Но она сказала вполне определенно, отвечая на его вопрос: без Фрэнка и ее ребенка мир для нее бы просто умер. Исчез, растворился. Она вовсе не собиралась жертвовать их жизнями, напротив, она надеялась их защитить.
До этого момента.
До того, как все прозвучало предельно ясно. Они должны были готовиться к смерти. К тому, что их разыграют, словно пешки в шахматной партии.
Готова ли она была отдать жизнь ради своего ребенка? Да.
Готова ли была отдать жизнь ради мира? Нет.
И то, что старик якобы готов был пожертвовать своей жизнью - удивительное заявление от того, кто прожил девяносто или все сто лет, в то время, как люди вокруг него умирали с завидной регулярностью - не вызвало у Элис ни малейшего доверия. Ей тут же вспомнилось их первое испытание в Орден, когда директор подставил ее, заставив сражаться с Фрэнком, с тем, кого она так любила, заставив поверить в то, что он якобы переметнулся на сторону Тьмы.

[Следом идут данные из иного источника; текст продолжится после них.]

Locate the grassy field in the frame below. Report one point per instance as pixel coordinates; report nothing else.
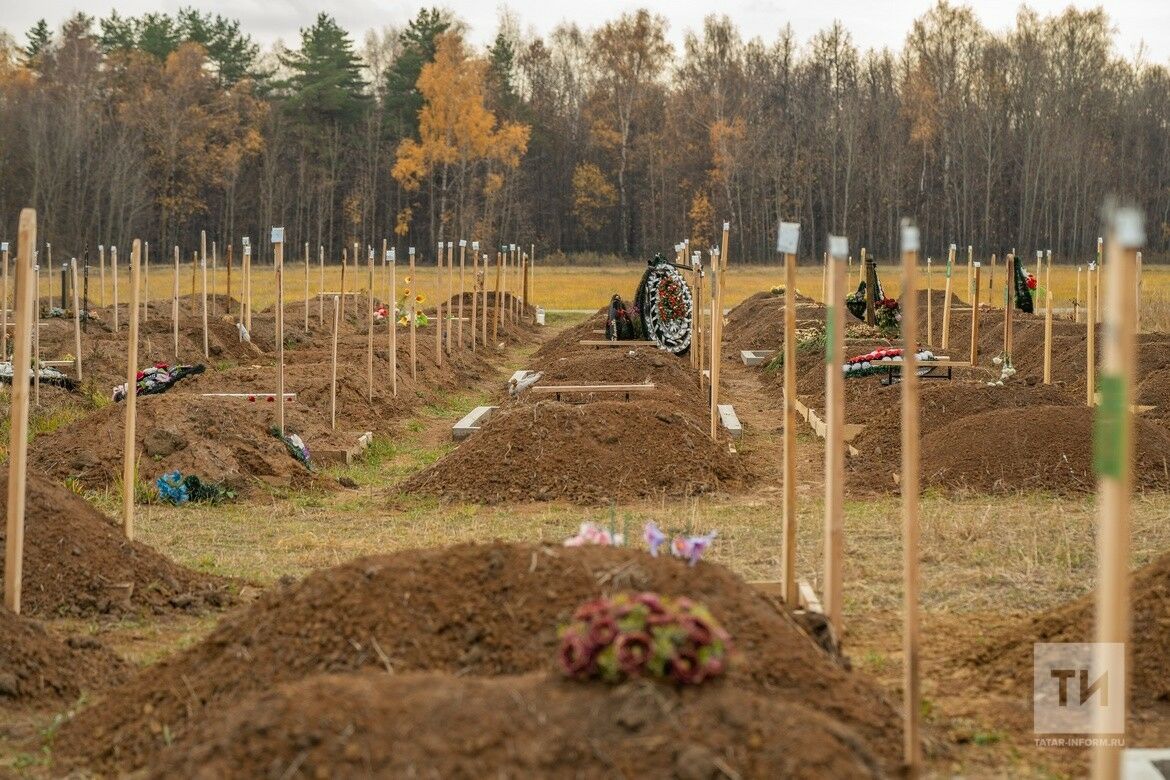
(589, 288)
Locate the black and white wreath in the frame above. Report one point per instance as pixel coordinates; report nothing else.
(663, 301)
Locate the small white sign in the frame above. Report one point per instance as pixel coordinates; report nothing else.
(1129, 228)
(787, 240)
(838, 247)
(910, 241)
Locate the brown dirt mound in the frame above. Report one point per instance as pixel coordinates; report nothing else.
(467, 609)
(1006, 660)
(1040, 448)
(593, 453)
(941, 404)
(532, 725)
(214, 439)
(38, 669)
(77, 563)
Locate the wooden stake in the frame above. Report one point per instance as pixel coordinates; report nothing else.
(1047, 338)
(789, 241)
(114, 273)
(912, 683)
(462, 287)
(1009, 304)
(129, 478)
(439, 323)
(370, 325)
(145, 281)
(930, 303)
(332, 380)
(475, 289)
(73, 266)
(451, 290)
(101, 260)
(4, 308)
(834, 440)
(202, 266)
(1115, 476)
(18, 433)
(1091, 297)
(412, 294)
(174, 303)
(500, 312)
(975, 315)
(950, 271)
(392, 308)
(279, 263)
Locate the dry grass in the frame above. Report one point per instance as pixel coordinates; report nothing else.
(589, 288)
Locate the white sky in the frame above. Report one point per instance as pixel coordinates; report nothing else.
(872, 22)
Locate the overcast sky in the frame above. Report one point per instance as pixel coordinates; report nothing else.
(872, 22)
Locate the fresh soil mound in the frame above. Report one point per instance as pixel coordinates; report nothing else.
(1006, 660)
(38, 669)
(467, 609)
(941, 404)
(590, 454)
(218, 440)
(1043, 448)
(78, 563)
(389, 725)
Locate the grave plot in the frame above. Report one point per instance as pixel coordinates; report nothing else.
(78, 563)
(476, 621)
(38, 670)
(218, 441)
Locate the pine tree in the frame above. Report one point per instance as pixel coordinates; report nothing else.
(327, 88)
(40, 39)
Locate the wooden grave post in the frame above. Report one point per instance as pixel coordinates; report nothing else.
(202, 266)
(1114, 466)
(114, 273)
(392, 308)
(321, 285)
(950, 271)
(73, 267)
(277, 240)
(414, 316)
(4, 305)
(475, 289)
(439, 323)
(451, 290)
(332, 375)
(834, 432)
(787, 242)
(174, 303)
(370, 325)
(18, 433)
(462, 287)
(975, 313)
(912, 682)
(930, 303)
(1091, 335)
(129, 470)
(1047, 338)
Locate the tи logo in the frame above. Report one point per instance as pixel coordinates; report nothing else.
(1079, 688)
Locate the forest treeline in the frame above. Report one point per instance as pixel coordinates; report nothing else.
(604, 139)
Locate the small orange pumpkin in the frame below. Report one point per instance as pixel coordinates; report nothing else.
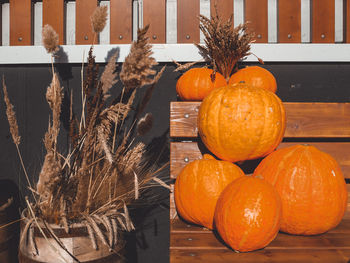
(248, 214)
(311, 186)
(196, 83)
(198, 187)
(241, 122)
(255, 76)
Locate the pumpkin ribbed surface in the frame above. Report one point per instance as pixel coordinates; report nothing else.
(240, 122)
(248, 214)
(198, 187)
(195, 84)
(311, 186)
(255, 76)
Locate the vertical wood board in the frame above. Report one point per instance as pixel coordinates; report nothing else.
(21, 23)
(187, 21)
(289, 27)
(53, 15)
(83, 29)
(121, 21)
(323, 21)
(154, 15)
(256, 15)
(223, 7)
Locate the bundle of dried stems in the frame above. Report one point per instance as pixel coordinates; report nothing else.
(224, 45)
(105, 169)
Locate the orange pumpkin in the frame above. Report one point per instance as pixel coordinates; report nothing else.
(198, 187)
(248, 214)
(196, 83)
(255, 76)
(311, 186)
(241, 122)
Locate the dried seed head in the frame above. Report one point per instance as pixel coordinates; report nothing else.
(99, 18)
(50, 39)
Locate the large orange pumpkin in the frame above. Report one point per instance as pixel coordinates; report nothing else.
(196, 83)
(311, 186)
(198, 187)
(248, 214)
(240, 122)
(255, 76)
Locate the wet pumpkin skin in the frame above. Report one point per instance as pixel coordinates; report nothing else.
(248, 214)
(198, 187)
(311, 185)
(196, 83)
(241, 122)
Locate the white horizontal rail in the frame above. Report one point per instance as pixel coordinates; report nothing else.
(178, 52)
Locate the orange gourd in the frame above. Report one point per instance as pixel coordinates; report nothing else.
(198, 187)
(248, 214)
(240, 122)
(311, 186)
(255, 76)
(196, 83)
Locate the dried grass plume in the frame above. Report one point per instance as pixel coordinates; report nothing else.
(11, 116)
(50, 39)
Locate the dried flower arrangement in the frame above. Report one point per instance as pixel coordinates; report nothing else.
(224, 45)
(105, 169)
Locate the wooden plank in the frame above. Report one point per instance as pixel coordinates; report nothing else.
(187, 21)
(154, 15)
(182, 153)
(121, 21)
(83, 29)
(347, 21)
(203, 240)
(264, 255)
(21, 23)
(289, 27)
(224, 8)
(323, 21)
(53, 15)
(303, 119)
(256, 15)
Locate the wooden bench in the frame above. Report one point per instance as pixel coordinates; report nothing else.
(325, 125)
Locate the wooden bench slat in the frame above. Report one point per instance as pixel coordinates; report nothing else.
(187, 21)
(180, 226)
(314, 120)
(53, 15)
(223, 7)
(264, 255)
(180, 152)
(83, 11)
(121, 21)
(256, 15)
(154, 15)
(202, 240)
(289, 28)
(21, 23)
(323, 21)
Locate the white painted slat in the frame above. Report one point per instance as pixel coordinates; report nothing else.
(305, 17)
(104, 35)
(238, 12)
(5, 24)
(204, 9)
(70, 22)
(171, 21)
(182, 53)
(38, 23)
(338, 21)
(272, 21)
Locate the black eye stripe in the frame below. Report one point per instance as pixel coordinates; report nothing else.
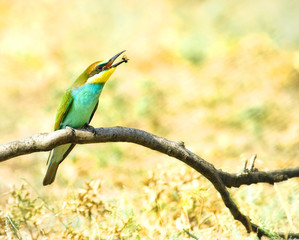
(97, 69)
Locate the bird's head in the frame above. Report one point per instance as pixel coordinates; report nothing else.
(100, 71)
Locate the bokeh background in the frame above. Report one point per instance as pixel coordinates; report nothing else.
(222, 76)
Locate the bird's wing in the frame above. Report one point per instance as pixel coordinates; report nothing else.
(63, 108)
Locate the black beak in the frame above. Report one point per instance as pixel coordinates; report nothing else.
(111, 61)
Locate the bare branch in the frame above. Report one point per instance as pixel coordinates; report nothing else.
(46, 142)
(248, 178)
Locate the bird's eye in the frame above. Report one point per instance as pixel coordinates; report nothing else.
(100, 66)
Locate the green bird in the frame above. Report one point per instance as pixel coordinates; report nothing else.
(78, 106)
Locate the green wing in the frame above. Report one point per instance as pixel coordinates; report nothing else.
(63, 108)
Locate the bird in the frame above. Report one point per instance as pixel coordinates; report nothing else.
(78, 106)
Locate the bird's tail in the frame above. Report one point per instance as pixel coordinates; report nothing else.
(51, 173)
(59, 154)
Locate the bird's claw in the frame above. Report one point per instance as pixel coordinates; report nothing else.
(90, 129)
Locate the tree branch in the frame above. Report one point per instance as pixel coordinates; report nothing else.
(219, 179)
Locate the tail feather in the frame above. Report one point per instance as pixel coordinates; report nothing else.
(51, 173)
(58, 155)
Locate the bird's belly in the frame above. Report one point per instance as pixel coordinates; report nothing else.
(84, 102)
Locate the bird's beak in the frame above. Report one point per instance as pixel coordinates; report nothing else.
(111, 61)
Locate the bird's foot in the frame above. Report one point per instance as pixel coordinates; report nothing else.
(90, 129)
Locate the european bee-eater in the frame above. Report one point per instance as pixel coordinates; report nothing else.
(78, 106)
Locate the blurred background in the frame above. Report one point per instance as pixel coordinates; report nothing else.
(222, 76)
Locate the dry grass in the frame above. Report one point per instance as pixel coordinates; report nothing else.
(222, 77)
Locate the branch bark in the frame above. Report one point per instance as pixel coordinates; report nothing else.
(219, 179)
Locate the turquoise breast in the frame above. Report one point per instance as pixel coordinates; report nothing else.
(85, 99)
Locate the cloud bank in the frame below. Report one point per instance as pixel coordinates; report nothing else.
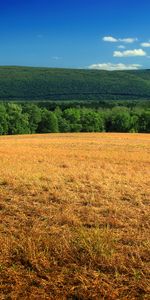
(113, 67)
(127, 53)
(112, 39)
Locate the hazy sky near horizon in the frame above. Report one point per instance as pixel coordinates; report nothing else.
(96, 34)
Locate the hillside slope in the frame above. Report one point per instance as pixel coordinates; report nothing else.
(27, 83)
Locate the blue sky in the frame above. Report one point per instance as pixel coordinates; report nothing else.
(104, 34)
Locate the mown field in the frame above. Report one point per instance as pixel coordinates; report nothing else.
(74, 216)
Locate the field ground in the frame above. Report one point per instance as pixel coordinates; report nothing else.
(74, 216)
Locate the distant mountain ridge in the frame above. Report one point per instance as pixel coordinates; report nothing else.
(34, 83)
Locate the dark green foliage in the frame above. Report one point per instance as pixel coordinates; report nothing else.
(48, 123)
(26, 83)
(34, 115)
(91, 121)
(3, 120)
(18, 122)
(29, 118)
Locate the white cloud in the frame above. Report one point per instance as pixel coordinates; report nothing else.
(135, 52)
(121, 47)
(115, 40)
(109, 39)
(56, 57)
(39, 36)
(145, 44)
(112, 67)
(128, 40)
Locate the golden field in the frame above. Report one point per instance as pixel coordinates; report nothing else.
(74, 216)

И тотчас, как по волшебству, изумление на ее лице сменилось непривычным выражением задумчивости, точно она бы и хотела снова попасться на эту удочку, поверить в то, что Дамблдор действительно беспокоился за них, а не преследовал свои собственные интересы. Но не нет, не так. Не ставя на кон жизнь своего ребенка и жизнь Фрэнка. Каждая из них была бесценным даром, сокровищем, оберегать которое было ее основной задачей.
И все таки как ловко директор расставлял перед ними ловушку. Раскидывал свои сети планомерно, последовательно, с одной-единственной целью, чтобы они пожертвовали в итоге своими жизнями.
Его слова заманивали, лгали, обещали им светлое будущее. Мир без войны, мир, полный любви и света, где все они будут жить в безопасности, где все они будут счастливы.
Вот только этот мир будет уже не для них. Он будет для других, для тех, что придут за ними после.
Мир сузился до одного стола.
До "да" и "нет".
И казалось, что так легко, не думая, можно было бы просто принять доводы директора и согласиться.
Скажи да - и мир останется жив. Благодаря тебе, после тебя, когда тебя уже не станет. Как вечное блаженство, как подвиг, который необходимо было совершить.
Скажи да - и будущее станет светлым и ясным. Для тех, которые придут позже. Для тех, кто не сидит сейчас за этим столом. Для тех, которые навряд ли этого заслужили.
Скажи да - и подчинись воле того, кто сильнее. Того, кто лучше знает жизнь, того, кто по праву сильного может распоряжаться чужими жизнями.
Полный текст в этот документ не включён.